September 4, 2010 in Nation/World

Custom salmon said safe

Genetically modified fish edges closer to approval
Kim Geiger Tribune Washington bureau
 
Fear dismissed

The potential for cross-breeding with wild salmon is an issue that has been of great concern to some environmental and food safety advocates, but it was deemed “unlikely” in the FDA analysis.

WASHINGTON – The effort to win federal approval of genetically engineered salmon received a major boost Friday when the Food and Drug Administration released an analysis that deemed the fish safe to eat and unlikely to harm the environment.

AquaBounty Technologies Inc., of Waltham, Mass., has invested more than 14 years and nearly $60 million developing and seeking approval of its AquAdvantage salmon. The company says its fish look and taste like nonengineered North Atlantic salmon, consume up to 25 percent less food and reach market weight in half the time.

If approved, the fish would be the nation’s first commercially produced animal that is genetically engineered for food.

The analysis found the fish to be “as safe as food from conventional Atlantic salmon.”

The FDA’s Veterinary Medicine Advisory Committee will hold public meetings Sept. 19-20 to review the analysis.

The company has said that it intends to sell the genetically altered eggs – which would be engineered to produce sterile female fish – to producers who would be required to raise them inland to prevent the salmon from escaping into the wild.

At the egg production and out-growth facilities, the risk that fish might escape is “extremely small due to the presence of multiple, independent forms of physical (mechanical) containment at both facilities,” the FDA analysis said.

But Wenonah Hauter, executive director at Food and Water Watch, a consumer advocacy organization that focuses on food and water policy, disputed that conclusion.

“The FDA also says that (AquaBounty’s) promises are potentially misleading because up to 5 percent of eggs sold for growout could be fertile,” Hauter said.

Two comments on this story so far.

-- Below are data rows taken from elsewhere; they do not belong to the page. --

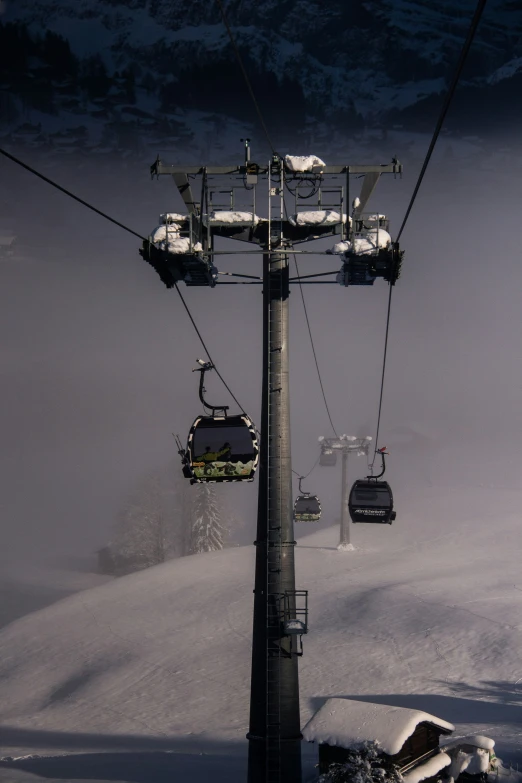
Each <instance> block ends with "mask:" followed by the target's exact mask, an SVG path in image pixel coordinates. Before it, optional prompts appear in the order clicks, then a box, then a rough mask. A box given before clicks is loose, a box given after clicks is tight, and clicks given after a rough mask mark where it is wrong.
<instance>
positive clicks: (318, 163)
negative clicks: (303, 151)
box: [285, 155, 326, 172]
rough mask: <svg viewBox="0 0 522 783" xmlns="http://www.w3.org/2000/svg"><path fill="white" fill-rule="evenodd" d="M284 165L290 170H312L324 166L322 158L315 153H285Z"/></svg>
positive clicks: (302, 170)
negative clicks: (302, 154) (293, 154)
mask: <svg viewBox="0 0 522 783" xmlns="http://www.w3.org/2000/svg"><path fill="white" fill-rule="evenodd" d="M285 165H286V167H287V169H289V170H290V171H300V172H305V171H313V170H314V168H321V167H322V166H325V165H326V164H325V162H324V160H321V158H318V157H317V155H285Z"/></svg>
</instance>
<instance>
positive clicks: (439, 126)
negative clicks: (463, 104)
mask: <svg viewBox="0 0 522 783" xmlns="http://www.w3.org/2000/svg"><path fill="white" fill-rule="evenodd" d="M486 2H487V0H479V2H478V4H477V7H476V9H475V13H474V15H473V19H472V21H471V26H470V28H469V31H468V35H467V37H466V40H465V42H464V45H463V47H462V51H461V53H460V57H459V60H458V63H457V67H456V68H455V73H454V74H453V79H452V80H451V84H450V86H449V88H448V92H447V94H446V98H445V99H444V103H443V105H442V109H441V112H440V116H439V119H438V120H437V125H436V126H435V132H434V133H433V138H432V140H431V142H430V146H429V148H428V152H427V153H426V157H425V159H424V163H423V164H422V169H421V172H420V174H419V178H418V180H417V184H416V185H415V190H414V191H413V196H412V197H411V201H410V203H409V205H408V209H407V210H406V215H405V216H404V220H403V221H402V225H401V227H400V229H399V233H398V234H397V239H396V241H397V242H398V241H399V239H400V236H401V234H402V231H403V229H404V226H405V225H406V221H407V220H408V217H409V215H410V212H411V208H412V207H413V202H414V201H415V198H416V196H417V193H418V190H419V188H420V186H421V182H422V179H423V177H424V174H425V172H426V169H427V168H428V163H429V162H430V158H431V154H432V152H433V150H434V148H435V144H436V143H437V139H438V137H439V133H440V131H441V129H442V123H443V122H444V120H445V118H446V114H447V111H448V109H449V105H450V103H451V100H452V98H453V95H454V93H455V90H456V88H457V84H458V82H459V79H460V75H461V73H462V69H463V67H464V63H465V62H466V58H467V56H468V54H469V50H470V48H471V44H472V43H473V38H474V37H475V33H476V31H477V27H478V24H479V22H480V17H481V16H482V12H483V11H484V8H485V6H486Z"/></svg>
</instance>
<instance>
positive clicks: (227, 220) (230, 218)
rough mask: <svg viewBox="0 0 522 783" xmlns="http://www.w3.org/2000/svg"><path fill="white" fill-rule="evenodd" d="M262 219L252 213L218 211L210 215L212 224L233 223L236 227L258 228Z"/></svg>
mask: <svg viewBox="0 0 522 783" xmlns="http://www.w3.org/2000/svg"><path fill="white" fill-rule="evenodd" d="M260 220H261V218H259V217H258V216H257V215H253V214H252V212H233V211H227V210H223V211H221V210H217V211H215V212H211V213H210V222H211V223H227V224H228V223H231V224H233V225H236V226H245V225H246V226H251V225H252V224H253V225H254V226H257V224H258V223H259V221H260Z"/></svg>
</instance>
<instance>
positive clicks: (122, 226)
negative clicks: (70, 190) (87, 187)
mask: <svg viewBox="0 0 522 783" xmlns="http://www.w3.org/2000/svg"><path fill="white" fill-rule="evenodd" d="M0 153H1V154H2V155H4V156H5V157H6V158H9V160H12V161H13V162H14V163H17V164H18V165H19V166H22V168H24V169H27V171H30V172H31V174H34V175H35V176H37V177H39V178H40V179H42V180H44V182H47V183H48V184H49V185H52V187H54V188H56V189H57V190H60V191H61V192H62V193H65V195H66V196H69V198H72V199H74V201H77V202H78V203H79V204H82V205H83V206H84V207H87V208H88V209H90V210H92V211H93V212H96V214H97V215H100V216H101V217H103V218H105V220H109V221H110V222H111V223H114V225H116V226H119V228H123V229H124V231H127V232H128V233H129V234H133V235H134V236H135V237H138V238H139V239H143V240H145V237H142V236H141V234H138V232H137V231H134V230H133V229H132V228H129V227H128V226H126V225H125V224H124V223H120V221H119V220H115V219H114V218H112V217H111V216H110V215H107V213H106V212H103V211H102V210H101V209H97V207H95V206H93V205H92V204H89V202H88V201H85V200H84V199H82V198H80V197H79V196H76V195H75V194H74V193H71V191H70V190H67V189H66V188H64V187H62V186H61V185H58V183H57V182H54V180H52V179H49V177H46V176H45V175H44V174H41V173H40V172H39V171H37V170H36V169H34V168H33V167H32V166H29V165H28V164H27V163H24V162H23V161H22V160H20V159H19V158H16V157H15V156H14V155H11V153H9V152H6V150H3V149H1V148H0ZM176 290H177V292H178V294H179V297H180V299H181V301H182V302H183V306H184V308H185V310H186V311H187V315H188V317H189V318H190V320H191V323H192V326H193V327H194V329H195V330H196V334H197V335H198V337H199V339H200V342H201V345H202V346H203V348H204V349H205V351H206V353H207V356H208V358H209V360H210V361H211V362H212V365H213V366H214V370H215V371H216V375H217V376H218V378H220V380H221V382H222V383H223V385H224V387H225V388H226V389H227V391H228V392H229V394H230V396H231V397H232V399H233V400H234V402H236V403H237V405H238V406H239V407H240V408H241V410H242V411H243V413H245V409H244V408H243V406H242V405H241V403H240V402H239V401H238V400H237V398H236V397H235V396H234V394H233V393H232V391H231V389H230V387H229V386H228V384H227V383H226V381H225V379H224V378H223V376H222V375H221V373H220V372H219V370H218V369H217V367H216V365H215V364H214V361H213V359H212V358H211V356H210V353H209V351H208V348H207V346H206V345H205V342H204V340H203V337H202V336H201V332H200V331H199V329H198V327H197V326H196V322H195V321H194V318H193V317H192V313H191V312H190V310H189V308H188V306H187V303H186V302H185V299H184V298H183V295H182V293H181V291H180V290H179V288H178V285H177V283H176Z"/></svg>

Add yours!
  • Ninch on September 04 at 9:07 a.m.

    The fact that these salmon are “modified” to consume 25% less food as well as reach market weight in half the time indicates to me that no way can they look and taste like “nonengineered” North Atlantic salmon. In other words, this looks like a marketing scam that is equivalent to the demise of the Washington State Red Delicious apple. Looked so big and pretty, but lost all its flavor.

    Note to FDA, raising genetically-modified salmon INLAND is not even close to being a fail-safe precaution. Inland streams run into rivers that run into oceans. Apparently, the so-called “scientists” know NOTHING about the life-cycle of salmon. And hatcheries (i.e. egg production and out-growth facilities) lose fish from their physical barriers all the time. Also fish eating birds help propagate the fish into other bodies of water.

    FDA cannot keep us safe from everyday food issues, yet they are emboldened to let genetic manipulation enter the natural world of the environment, including experimentation on humans.

  • misjustice on September 04 at 12:03 p.m.

    I hope that the genetically-modified fish are labeled as such. As it is now, I will NOT purchase/eat fish that is farm raised but I am only able to do so because the meat is labeled.

    I agree with ninch that the FDA is ineffective in regulating simple things such as egg production, I doubt their efficiency at overseeing a new technology such as genetically-modified food stuffs.